Le cancer du sein en Côte d’Ivoire se dépiste de plus en plus tôt. Contrairement aux années précédentes où les cas que nous rencontrions étaient vraiment avancés avec des ulcérations. Aujourd’hui, ces cas ont considérablement diminué.
Avec la radio thérapie, on arrive à améliorer la survie de nos patients. Il y a également des avancées sur la sensibilisation. On rencontre de plus en plus de femmes et jeunes filles qui viennent spontanément se faire dépister quand elles ont des soucis et même quand elles n’en ont pas au niveau du sein. Elles n’attendent pas le mois de la lutte contre le cancer du sein. Puisqu’en cancérologie on ne parle pas de guérison, mais de rémission, en ce moment, nous avons beaucoup de patientes en rémission. On a fait le traitement et les contrôles, il n’y a pas de signe de récidive. Elles sont en surveillance.
Quels sont les signes qui doivent alerter ?
Dès qu’on constate un changement inhabituel au niveau des seins, qu’il s’agisse d’une rougeur, d’une déformation, d’une rétraction au niveau du mamelon, ou d’une induration d’une partie de la peau. Un aspect de peau d’orange ou un écoulement au niveau du sein, il faut impérativement consulter un médecin. En ce qui concerne l’écoulement, il faut préciser qu’il s’agit d’un écoulement en dehors de la période des règles. Parce que pendant cette période, ces changements physiologiques apparaissent au niveau des seins.
Quels est la tranche d’âge la plus exposées au cancer du sein ?
La plupart des cas survient entre l’âge de 45 ans et 65 ans. Il s’agit là du cancer du sein sporadique parce qu’il y a la forme héréditaire et sporadique. En Côte d’Ivoire comme ailleurs, le cas de cancer sporadique est élevé. Le cancer héréditaire représente 5 à 10% des cancers du sein.
La forme sporadique est liée à une imprégnation hormonale prolongée. Une jeune fille qui a une puberté précoce, avant 12 ans et une ménopause tardive après 55 ans, est une personne qui a eu une longue imprégnation hormonale, elle a été exposée pendant longtemps aux hormones. Et c’est l’action répétée des hormones sur les cellules au niveau du sein qui va finir par entrainer le cancer du sein. Quant à la forme génétique, à partir de 30 ans déjà, le risque est important.
Comment se fait la prise en charge des patientes ?
Au service de cancérologie, les patientes qui viennent sont orientées au secrétariat pour un rendez-vous. Elles seront reçues ensuite par un médecin qui va les examiner et demander des examens para clinique un peu plus poussés.
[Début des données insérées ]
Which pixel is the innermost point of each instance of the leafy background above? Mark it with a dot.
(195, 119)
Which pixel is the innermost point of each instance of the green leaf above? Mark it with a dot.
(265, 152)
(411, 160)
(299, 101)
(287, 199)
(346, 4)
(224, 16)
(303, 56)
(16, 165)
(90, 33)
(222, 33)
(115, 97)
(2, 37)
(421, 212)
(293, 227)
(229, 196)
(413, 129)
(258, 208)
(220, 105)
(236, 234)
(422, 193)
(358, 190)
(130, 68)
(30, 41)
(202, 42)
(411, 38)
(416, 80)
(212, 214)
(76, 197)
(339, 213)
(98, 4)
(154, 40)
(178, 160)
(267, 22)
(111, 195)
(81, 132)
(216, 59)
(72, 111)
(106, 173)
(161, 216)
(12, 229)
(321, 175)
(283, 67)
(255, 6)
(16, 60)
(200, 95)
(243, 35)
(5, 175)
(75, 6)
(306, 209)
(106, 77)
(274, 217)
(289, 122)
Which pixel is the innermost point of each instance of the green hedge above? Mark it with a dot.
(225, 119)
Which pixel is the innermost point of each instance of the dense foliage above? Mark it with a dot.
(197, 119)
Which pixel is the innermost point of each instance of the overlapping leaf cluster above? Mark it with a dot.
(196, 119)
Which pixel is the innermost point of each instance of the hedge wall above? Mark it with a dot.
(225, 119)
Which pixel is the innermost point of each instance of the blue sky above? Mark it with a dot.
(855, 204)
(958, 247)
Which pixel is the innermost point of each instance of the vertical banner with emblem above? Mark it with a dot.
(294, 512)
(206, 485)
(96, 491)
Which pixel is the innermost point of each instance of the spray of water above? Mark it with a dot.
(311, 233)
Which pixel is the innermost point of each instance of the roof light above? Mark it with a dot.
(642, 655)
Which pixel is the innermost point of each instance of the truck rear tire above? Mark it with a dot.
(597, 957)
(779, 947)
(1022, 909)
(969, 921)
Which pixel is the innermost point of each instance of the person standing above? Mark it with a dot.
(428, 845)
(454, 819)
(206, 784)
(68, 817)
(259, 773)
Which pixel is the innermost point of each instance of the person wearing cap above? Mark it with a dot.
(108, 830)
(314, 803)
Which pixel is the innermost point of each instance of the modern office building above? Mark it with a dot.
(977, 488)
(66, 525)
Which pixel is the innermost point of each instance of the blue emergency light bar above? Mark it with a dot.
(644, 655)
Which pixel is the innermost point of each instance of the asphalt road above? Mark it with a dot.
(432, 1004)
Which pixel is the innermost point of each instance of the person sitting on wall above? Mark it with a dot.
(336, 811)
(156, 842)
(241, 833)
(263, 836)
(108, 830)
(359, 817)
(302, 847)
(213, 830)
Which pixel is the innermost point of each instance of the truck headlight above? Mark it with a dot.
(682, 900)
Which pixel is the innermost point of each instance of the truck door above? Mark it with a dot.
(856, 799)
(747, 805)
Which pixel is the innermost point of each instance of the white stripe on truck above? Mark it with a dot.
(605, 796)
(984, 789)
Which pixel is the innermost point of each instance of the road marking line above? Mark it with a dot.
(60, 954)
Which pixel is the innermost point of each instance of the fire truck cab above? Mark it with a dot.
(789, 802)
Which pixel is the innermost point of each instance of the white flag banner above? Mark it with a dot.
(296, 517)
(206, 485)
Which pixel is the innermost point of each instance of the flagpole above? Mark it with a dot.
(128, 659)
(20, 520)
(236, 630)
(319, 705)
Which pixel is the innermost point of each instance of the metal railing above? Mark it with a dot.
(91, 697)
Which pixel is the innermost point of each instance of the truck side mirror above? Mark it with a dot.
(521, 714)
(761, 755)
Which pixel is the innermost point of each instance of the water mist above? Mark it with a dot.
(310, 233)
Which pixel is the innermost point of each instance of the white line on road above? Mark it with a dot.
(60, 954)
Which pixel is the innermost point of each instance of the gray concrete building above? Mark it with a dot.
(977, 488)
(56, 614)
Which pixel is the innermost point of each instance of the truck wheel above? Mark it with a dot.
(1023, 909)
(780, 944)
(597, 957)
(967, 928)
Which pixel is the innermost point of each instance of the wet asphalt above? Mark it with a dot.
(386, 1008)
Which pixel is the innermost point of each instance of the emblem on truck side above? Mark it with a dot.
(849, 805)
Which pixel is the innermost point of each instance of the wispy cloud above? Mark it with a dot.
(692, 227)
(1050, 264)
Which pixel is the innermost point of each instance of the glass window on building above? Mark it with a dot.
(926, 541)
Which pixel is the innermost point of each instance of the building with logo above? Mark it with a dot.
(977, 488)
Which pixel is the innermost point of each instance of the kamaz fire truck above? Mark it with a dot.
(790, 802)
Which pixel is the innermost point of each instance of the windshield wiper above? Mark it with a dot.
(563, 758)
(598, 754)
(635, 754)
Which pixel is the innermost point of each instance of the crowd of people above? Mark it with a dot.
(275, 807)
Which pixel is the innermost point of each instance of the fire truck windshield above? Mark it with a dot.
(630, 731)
C’est généralement la mammographie ou l’éco mammographie, en fonction de l’âge et de l’aspect du sein. Ensuite, s’il y a une lésion qui apparaît, il peut demander des examens comme la biopsie ou la micro biopsie. Si les résultats sont en faveur du cancer du sein, il fera un bilan d’extension pour localiser la maladie et voir si elle s’est étendue dans d’autres endroits du corps. Après, une décision thérapeutique sera prise. Elle se prend généralement en réunion de concertation pluridisciplinaire regroupant plusieurs spécialistes en plus des cancérologues.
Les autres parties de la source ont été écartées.